NEWS
Manuel de la Torre's passing leaves huge void in Wisconsin golf scene
By Gary D'Amato
Published on
MILWAUKEE – One of the first things I did when I became the golf writer for The Milwaukee Journal in 1992 was to set up a meeting with legendary PGA Professional Manuel de la Torre, a man about whom I had heard so much.
We sat down in his office overlooking the first hole at Milwaukee Country Club and after exchanging pleasantries he said, "Look out the window and tell me what you see."
I described No. 1 in great detail, or so I thought – the bunkers to the left of the landing area and in the distance around the green, the subtle left-to-right dogleg, the trees lining the hole on both sides.
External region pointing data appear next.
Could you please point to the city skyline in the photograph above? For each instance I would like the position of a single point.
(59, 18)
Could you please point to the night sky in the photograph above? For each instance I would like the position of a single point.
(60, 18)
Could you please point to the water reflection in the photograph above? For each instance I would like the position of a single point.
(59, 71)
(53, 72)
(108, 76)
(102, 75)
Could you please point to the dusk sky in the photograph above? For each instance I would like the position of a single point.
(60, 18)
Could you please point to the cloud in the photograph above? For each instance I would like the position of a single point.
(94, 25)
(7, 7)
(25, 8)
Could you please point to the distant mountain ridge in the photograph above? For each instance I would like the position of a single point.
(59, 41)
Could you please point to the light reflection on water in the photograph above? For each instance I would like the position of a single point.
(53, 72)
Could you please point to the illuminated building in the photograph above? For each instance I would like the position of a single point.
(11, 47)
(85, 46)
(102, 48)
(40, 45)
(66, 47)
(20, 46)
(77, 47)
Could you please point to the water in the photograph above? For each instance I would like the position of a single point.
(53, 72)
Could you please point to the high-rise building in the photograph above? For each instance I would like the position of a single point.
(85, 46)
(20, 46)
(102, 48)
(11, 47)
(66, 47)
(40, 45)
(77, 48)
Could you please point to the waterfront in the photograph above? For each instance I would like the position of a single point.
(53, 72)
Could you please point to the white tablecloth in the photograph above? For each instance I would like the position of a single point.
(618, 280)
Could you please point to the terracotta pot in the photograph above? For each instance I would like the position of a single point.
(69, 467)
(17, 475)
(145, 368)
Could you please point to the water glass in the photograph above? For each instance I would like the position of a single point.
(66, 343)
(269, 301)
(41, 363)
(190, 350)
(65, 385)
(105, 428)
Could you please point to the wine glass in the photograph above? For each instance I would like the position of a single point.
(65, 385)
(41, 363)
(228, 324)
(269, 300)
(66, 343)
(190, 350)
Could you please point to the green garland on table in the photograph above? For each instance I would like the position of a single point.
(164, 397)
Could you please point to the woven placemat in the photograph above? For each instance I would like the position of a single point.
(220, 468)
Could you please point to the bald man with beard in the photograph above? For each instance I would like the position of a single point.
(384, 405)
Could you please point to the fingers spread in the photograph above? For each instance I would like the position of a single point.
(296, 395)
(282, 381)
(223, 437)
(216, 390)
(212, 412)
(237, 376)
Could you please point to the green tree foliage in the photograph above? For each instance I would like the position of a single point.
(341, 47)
"Are you finished?" de la Torre, who died Sunday night at age 94, asked gently.
Quite pleased with my powers of observation, I said that I was.
"You never told me you saw the fairway," he said. "That's what you're supposed to see."
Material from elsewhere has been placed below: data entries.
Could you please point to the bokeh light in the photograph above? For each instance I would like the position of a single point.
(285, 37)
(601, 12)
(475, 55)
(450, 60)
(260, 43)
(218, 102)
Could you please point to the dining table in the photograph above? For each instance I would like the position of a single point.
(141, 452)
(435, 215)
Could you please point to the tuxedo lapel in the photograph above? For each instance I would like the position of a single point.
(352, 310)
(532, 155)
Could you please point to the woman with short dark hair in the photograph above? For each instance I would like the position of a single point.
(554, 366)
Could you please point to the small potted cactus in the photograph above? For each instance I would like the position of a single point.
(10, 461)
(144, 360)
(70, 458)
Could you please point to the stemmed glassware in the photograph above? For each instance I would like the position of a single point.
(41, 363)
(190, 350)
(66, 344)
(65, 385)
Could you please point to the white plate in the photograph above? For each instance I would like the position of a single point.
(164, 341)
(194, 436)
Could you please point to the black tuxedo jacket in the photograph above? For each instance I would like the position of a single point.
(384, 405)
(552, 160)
It was like getting smacked in the forehead.
Golfers tend to look for trouble and often find it, de la Torre explained. They also overcomplicate the swing and focus their attention on the ball or a certain body position instead of on properly moving the club.
A brilliant communicator who could have taught on any college campus, he explained things in a way that made perfect sense. His ideas about the swing were irrefutable, based on physics but couched in common sense.
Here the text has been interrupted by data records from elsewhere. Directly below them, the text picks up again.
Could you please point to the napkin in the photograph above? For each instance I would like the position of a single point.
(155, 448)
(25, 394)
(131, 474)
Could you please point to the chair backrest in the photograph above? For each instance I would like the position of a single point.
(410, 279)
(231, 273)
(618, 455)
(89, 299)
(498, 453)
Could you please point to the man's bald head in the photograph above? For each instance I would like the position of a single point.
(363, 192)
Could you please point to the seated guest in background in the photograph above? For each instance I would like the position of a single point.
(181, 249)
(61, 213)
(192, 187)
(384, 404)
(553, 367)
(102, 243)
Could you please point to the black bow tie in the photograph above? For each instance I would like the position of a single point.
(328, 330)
In every subsequent meeting with de la Torre, I learned something new and revealing about the swing and went away feeling enriched for having spent time with him. He was soft-spoken but direct, quizzing you about your own swing until you fumbled over your words and then providing the answers with a clarity and economy of language that erased all doubt.
For many years, we served together on the Wisconsin Hall of Fame selection committee; he rarely spoke at the annual meetings but when he did, the room went silent. He commanded respect not by force of personality but by strength of character.
De la Torre's teaching will live on, because over the years many of his former assistant professionals at Milwaukee CC and attendees at his PGA of America seminars embraced his philosophy and are now teaching it. He also wrote an excellent instructional book, "Understanding the Golf Swing."
But there is no replacing Manuel de la Torre. He was one of a kind and his passing leaves a tremendous void in Wisconsin's golf community and beyond.